Muthana’s family has provided documents from the UN showing that her father was terminated from his diplomatic job before she was born. Furthermore, the U.S. government had already issued Muthana two American passports based on those records.
Federal Judge Reggie Walton denied Swift’s request for expedited consideration of the family’s case in early March, ruling that Muthana “did not face irreparable harm or danger by waiting in the refugee camp as her case proceeds at the normal pace.”
The ramifications of this case could be far-reaching, according to Swift. In his lawsuit against the Trump administration, Muthana’s father claims that if the government can “unilaterally” strip Americans of their citizenship, then the rights of all U.S. citizens are threatened by extension.
Muthana has not been in contact with U.S. officials since she surrendered to Kurdish forces. If given the chance, she told the Guardian that she would ask for forgiveness for the “ignorant” actions of her 19-year-old self. “I believe that America gives second chances. I want to return, and I’ll never come back to the Middle East. America can take my passport and I wouldn’t mind,” the 24-year-old said. But will Muthana’s words of remorse be enough?
Not only does this case raise questions about the protections that American citizens enjoy under U.S. law, it has also forced the American people to reflect on whether immigrants from certain backgrounds have “a higher burden of citizenship.” Ultimately, Muthana’s case could set a dangerous precedent for generations to come and it could be yet another example of America’s growing prejudice against non-white minorities in the age of Trump.
Beyond the issue of precedent, a few more concerns deserve consideration. First, by denying Muthana’s return to her birth country, she is in effect being allowed to escape justice for her actions. It could be argued that she needs to be held accountable, charged, tried, and punished for her crimes instead of being left to roam free, stateless, and desperate abroad.
By taking back citizens who joined ISIS, the U.S. and other European countries could stand to gain invaluable information about the inside workings of ISIS and other terrorist groups.
Second, despair and hopelessness could lead her to take extreme measures or even make her vulnerable to being recruited by extremists once more. By taking back citizens who joined ISIS, the U.S. and other European countries could stand to gain invaluable information about the inside workings of ISIS and other terrorist groups. The re-patriated nationals could also be recruited to speak out against Islamist militants to deter others from joining these organizations.
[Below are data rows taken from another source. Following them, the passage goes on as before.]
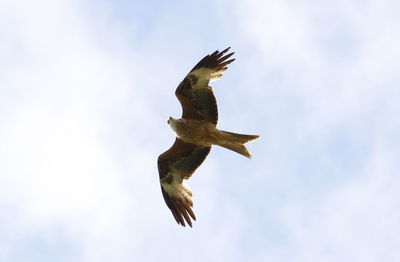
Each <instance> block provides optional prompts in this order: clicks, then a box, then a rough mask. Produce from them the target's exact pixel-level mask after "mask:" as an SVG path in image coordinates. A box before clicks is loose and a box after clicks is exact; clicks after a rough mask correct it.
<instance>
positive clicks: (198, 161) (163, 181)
mask: <svg viewBox="0 0 400 262" xmlns="http://www.w3.org/2000/svg"><path fill="white" fill-rule="evenodd" d="M210 150H211V147H201V146H197V145H194V144H189V143H185V142H183V141H182V140H180V139H179V138H176V140H175V143H174V144H173V145H172V147H171V148H170V149H168V150H167V151H166V152H164V153H163V154H161V155H160V156H159V157H158V173H159V175H160V183H161V191H162V194H163V197H164V200H165V203H166V204H167V206H168V208H169V209H170V210H171V212H172V215H173V216H174V218H175V220H176V222H177V223H178V224H180V225H182V226H185V221H186V222H187V223H188V225H189V226H190V227H191V226H192V222H191V218H192V219H193V220H196V216H195V214H194V212H193V210H192V206H193V204H192V202H191V200H190V199H187V198H184V197H178V196H179V194H175V195H174V194H171V195H170V194H168V192H167V191H166V190H165V189H164V187H163V185H164V186H166V185H169V184H172V183H174V182H175V183H179V186H180V187H182V188H179V189H180V190H183V185H182V180H183V179H188V178H189V177H190V176H191V175H192V174H193V173H194V171H195V170H196V169H197V168H198V167H199V166H200V165H201V163H203V161H204V159H205V158H206V157H207V155H208V153H209V152H210ZM176 179H177V181H175V180H176ZM187 193H188V194H189V195H190V196H191V193H190V192H187ZM177 195H178V196H177Z"/></svg>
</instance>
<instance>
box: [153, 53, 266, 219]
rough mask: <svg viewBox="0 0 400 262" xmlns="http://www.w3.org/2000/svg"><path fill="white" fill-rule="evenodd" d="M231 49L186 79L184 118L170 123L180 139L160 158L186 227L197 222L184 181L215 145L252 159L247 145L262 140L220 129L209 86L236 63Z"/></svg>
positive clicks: (174, 203) (166, 185)
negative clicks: (212, 146)
mask: <svg viewBox="0 0 400 262" xmlns="http://www.w3.org/2000/svg"><path fill="white" fill-rule="evenodd" d="M229 48H230V47H228V48H227V49H225V50H224V51H222V52H219V51H218V50H217V51H215V52H214V53H212V54H211V55H207V56H206V57H204V58H203V59H202V60H200V62H199V63H197V65H195V67H194V68H193V69H192V70H191V71H190V72H189V74H188V75H187V76H186V77H185V79H183V81H182V82H181V83H180V84H179V86H178V88H177V89H176V91H175V95H176V97H177V98H178V100H179V102H180V103H181V105H182V111H183V113H182V117H181V118H180V119H174V118H172V117H170V118H169V119H168V121H167V122H168V124H169V126H170V127H171V128H172V130H174V131H175V133H176V139H175V143H174V144H173V145H172V147H171V148H170V149H168V150H167V151H165V152H164V153H163V154H161V155H160V156H159V157H158V172H159V175H160V183H161V191H162V194H163V196H164V200H165V203H166V204H167V206H168V208H169V209H170V210H171V212H172V214H173V216H174V218H175V220H176V222H177V223H178V224H181V225H182V226H185V220H186V222H187V223H188V224H189V226H190V227H191V226H192V221H191V218H192V219H193V220H196V216H195V215H194V213H193V210H192V207H193V201H192V191H191V190H190V188H189V187H188V186H187V185H186V184H185V183H184V182H183V179H189V178H190V176H191V175H192V174H193V173H194V171H195V170H196V169H197V168H198V167H199V166H200V165H201V163H202V162H203V161H204V159H205V158H206V157H207V155H208V153H209V152H210V150H211V146H212V145H218V146H222V147H225V148H227V149H230V150H233V151H235V152H237V153H239V154H241V155H243V156H245V157H248V158H250V157H251V154H250V152H249V151H248V150H247V148H246V147H245V146H244V144H245V143H246V142H248V141H251V140H254V139H256V138H258V137H259V136H256V135H242V134H235V133H231V132H226V131H221V130H218V129H217V128H216V125H217V121H218V110H217V102H216V100H215V96H214V93H213V89H212V88H211V87H210V86H209V85H208V84H209V82H210V81H214V80H218V79H219V78H221V77H222V74H223V72H224V71H225V70H227V69H228V67H227V65H228V64H230V63H232V62H233V61H235V59H229V58H230V57H231V56H232V55H233V54H234V53H233V52H232V53H229V54H226V53H227V52H228V50H229ZM228 59H229V60H228Z"/></svg>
Finally, the critical role that Washington has played in the conflicts that have spawned ISIS, and other terrorist organizations in the Middle East and North Africa region, must not be forgotten. The U.S. and their allies contributed to the problem, and now, it is their duty to be a part of the solution. This process of healing can only begin when these countries take back their citizens and allow for true justice to be served. Both Syria and Iraq have already paid a heavy price for ISIS’ terror and it would simply be immoral for the U.S. to let them deal with the aftermath alone.